You can’t make this stuff up.
By the time we had finally cleared up that the two people we were talking to were who they said, the three of us had been in the flat for what felt like roughly an eternity.
‘So …’ Bernard said to our duet of Charleses ‘… we are here to find Stéphane Nguimgo. Do you guys know who he is?’
They shook their heads in perfect unison.
‘This house has three bedrooms; there are only two of you here. Who lives in the third bedroom?’
‘Nobody,’ Pete’s Charles volunteered.
‘Mate, don’t have a laugh. It’s quite obvious that someone lives there, there’s stuff there.’
‘Nobody lives there.’
‘Seriously?’
‘Nobody. It’s a guest room.’
‘Do you have a visitor at the moment?’
‘No.’
‘So there is nobody living in that room?’
‘No.’
‘Charles, how much rent do you pay?’
‘Eh?’
‘Rent. The money you pay to live here,’ Bernard continued. By now, it was quite clear that both our Charles-named friends spoke absolutely fluent English, but they continued to ‘forget’ even simple words when it suited th
em. This happens all the time when questioning people, and can be extremely frustrating. I guess this is why Bernard had taken the lead in talking to the men: I’ve never met a more patient officer in my life.

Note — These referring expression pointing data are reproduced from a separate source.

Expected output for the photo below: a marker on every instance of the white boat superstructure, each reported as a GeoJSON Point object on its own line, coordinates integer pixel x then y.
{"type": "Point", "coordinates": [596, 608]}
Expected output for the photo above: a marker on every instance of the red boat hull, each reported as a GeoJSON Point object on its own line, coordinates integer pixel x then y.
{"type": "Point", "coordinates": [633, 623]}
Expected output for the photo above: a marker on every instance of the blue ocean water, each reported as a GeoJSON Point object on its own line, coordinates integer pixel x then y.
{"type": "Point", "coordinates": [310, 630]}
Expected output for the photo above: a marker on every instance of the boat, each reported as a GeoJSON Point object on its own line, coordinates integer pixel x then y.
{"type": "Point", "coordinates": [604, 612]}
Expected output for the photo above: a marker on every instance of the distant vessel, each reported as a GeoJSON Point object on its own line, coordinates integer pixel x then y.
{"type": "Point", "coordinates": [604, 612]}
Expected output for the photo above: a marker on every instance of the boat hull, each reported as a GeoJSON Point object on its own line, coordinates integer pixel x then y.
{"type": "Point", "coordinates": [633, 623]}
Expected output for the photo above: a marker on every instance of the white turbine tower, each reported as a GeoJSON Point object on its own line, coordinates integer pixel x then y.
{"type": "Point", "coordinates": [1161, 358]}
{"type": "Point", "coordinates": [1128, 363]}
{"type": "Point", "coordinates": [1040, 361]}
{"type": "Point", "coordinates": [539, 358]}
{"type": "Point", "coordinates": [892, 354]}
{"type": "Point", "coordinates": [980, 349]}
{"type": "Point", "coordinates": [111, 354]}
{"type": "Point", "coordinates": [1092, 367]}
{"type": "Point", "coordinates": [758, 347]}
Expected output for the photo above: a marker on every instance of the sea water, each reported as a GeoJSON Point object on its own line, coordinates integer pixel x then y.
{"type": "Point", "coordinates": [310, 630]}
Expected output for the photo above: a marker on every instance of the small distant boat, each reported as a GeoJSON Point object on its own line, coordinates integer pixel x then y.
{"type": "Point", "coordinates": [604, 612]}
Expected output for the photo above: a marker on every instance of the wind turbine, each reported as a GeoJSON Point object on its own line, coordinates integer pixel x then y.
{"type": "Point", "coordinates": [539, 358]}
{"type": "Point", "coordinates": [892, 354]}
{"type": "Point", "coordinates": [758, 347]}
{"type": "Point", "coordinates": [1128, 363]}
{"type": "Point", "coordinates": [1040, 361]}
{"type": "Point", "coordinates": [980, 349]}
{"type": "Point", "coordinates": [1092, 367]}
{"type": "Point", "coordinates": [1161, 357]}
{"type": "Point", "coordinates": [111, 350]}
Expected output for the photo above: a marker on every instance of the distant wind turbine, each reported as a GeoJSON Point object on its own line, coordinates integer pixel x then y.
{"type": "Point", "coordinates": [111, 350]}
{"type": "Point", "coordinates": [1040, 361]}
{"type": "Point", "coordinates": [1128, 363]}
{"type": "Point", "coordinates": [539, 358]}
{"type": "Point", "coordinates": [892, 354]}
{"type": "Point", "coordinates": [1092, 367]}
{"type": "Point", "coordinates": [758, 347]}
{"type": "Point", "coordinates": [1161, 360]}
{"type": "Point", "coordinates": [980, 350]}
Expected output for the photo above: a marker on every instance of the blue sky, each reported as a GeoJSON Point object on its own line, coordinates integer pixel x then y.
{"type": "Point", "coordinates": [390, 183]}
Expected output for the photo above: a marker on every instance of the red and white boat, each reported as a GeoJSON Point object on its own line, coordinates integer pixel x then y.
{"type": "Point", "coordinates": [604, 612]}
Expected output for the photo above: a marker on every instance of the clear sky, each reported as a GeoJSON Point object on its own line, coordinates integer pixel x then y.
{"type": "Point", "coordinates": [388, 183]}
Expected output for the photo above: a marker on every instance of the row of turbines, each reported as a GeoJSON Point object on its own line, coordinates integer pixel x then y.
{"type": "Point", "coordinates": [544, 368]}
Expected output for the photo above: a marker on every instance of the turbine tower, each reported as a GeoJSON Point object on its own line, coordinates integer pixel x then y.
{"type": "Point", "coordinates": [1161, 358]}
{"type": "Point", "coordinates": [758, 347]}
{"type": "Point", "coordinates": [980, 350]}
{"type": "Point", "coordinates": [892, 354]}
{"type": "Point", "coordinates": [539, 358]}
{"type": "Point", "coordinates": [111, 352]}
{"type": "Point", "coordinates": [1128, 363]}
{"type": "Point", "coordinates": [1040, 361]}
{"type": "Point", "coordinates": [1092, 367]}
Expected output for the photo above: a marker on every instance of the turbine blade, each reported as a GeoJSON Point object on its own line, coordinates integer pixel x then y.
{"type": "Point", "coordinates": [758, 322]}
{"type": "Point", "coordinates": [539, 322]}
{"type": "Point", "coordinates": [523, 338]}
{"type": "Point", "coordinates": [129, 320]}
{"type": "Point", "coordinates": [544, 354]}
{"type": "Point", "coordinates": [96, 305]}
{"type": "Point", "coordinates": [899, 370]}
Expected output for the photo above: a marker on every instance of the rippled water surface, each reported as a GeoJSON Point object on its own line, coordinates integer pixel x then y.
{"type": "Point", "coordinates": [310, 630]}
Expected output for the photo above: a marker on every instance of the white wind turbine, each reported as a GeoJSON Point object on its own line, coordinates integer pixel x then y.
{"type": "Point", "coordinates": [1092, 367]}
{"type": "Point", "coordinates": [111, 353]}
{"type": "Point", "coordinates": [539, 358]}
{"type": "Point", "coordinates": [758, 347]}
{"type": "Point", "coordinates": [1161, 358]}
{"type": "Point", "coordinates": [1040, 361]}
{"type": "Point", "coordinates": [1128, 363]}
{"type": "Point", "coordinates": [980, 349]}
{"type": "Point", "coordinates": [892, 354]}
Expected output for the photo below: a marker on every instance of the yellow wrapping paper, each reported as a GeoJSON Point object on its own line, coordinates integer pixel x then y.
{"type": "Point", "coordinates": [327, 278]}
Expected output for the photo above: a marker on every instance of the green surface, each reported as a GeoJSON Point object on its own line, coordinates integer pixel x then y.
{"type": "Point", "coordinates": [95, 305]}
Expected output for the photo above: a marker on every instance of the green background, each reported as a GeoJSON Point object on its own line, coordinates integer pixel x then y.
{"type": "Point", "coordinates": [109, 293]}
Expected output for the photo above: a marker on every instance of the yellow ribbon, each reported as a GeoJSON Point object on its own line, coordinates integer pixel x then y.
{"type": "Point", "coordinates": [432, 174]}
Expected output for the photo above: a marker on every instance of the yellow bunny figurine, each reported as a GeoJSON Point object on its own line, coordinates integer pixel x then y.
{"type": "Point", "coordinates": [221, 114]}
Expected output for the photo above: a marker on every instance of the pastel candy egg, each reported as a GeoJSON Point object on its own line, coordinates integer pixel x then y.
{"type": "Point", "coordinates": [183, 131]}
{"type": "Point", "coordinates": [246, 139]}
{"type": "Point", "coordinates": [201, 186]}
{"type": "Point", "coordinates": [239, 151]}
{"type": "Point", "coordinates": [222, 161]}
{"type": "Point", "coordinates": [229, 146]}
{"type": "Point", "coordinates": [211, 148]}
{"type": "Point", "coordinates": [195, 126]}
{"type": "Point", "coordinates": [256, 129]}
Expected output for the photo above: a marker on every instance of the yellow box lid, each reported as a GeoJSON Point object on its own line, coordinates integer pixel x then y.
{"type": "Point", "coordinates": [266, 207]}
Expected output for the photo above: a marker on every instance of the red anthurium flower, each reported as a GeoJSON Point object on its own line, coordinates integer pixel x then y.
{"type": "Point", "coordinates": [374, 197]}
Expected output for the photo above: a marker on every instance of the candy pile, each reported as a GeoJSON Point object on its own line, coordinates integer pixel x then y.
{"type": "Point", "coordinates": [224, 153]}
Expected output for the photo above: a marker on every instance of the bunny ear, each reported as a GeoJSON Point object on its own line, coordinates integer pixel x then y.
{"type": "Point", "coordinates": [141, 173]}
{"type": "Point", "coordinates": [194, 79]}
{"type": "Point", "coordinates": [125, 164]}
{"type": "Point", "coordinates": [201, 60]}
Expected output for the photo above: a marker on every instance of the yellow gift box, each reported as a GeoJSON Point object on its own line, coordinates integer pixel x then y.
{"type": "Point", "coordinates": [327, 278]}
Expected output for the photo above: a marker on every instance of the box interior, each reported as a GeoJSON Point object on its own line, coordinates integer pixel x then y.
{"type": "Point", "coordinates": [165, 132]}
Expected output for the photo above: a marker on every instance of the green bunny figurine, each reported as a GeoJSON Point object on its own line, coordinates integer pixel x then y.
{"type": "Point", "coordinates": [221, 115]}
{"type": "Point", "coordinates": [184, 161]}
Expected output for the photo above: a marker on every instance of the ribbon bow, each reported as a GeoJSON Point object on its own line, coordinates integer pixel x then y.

‘How much do you pay in rent?’ he repeated.
‘Eighty pounds per week.’
‘How long have you been living here?’
‘About five years.’
‘Do you pay the same?’ Bernard turned to the other Charles.
He nodded.
‘So between the two of you, you pay about a hundred and sixty pounds per week? For this place?’
Charles Ba nodded, but with less conviction this time.
‘Mate, this is a pretty good apartment. It’s not council, is it?’
He shook his head.
‘Who is your landlord?’
He shrugged: ‘I don’t know.’
‘You don’t know who your landlord is?’
‘No.’
‘How do you pay him?’
‘Cash, every week.’
‘How?’
‘How?’ the man echoed.
‘Yes,’ Bernard said, and I sensed his patience was beginning to fray. ‘Do you meet him somewhere? Does he come here?’
‘We send it in the mail.’
‘You send cash in the mail?’
‘Yes.’
‘And it never goes missing in the mail?’
‘No.’
‘Ever?’
‘No.’
‘You’re lucky, then. I wouldn’t generally recommend sending cash in the mail, you know. Not a good idea.’
‘To what address do you send the rent money?’ Bernard continued.
‘I can’t remember.’
‘Who normally pays the rent?’
‘Me.’
‘So you’ve lived here for five years, paid your rent every week, and sent it in the mail every week? So you’ve written down this address more than two hundred and fifty times, but you can’t remember what it is, or who your landlord is?’
‘Yes?’ the man answered with the most obvious lie of the day yet.
Clearly, there was something really weird going on – the flat we were in was in a pretty dodgy estate, for sure, but the flat itself was pretty nice; it was close to a tube station and local shops. There was no way they were paying £160 per week for this place. Now, if there was a third person involved who shared the rent duties, bringing the total to £240 per week, or about a grand per month in total … well, that would still have been cheap, but it sounded more likely.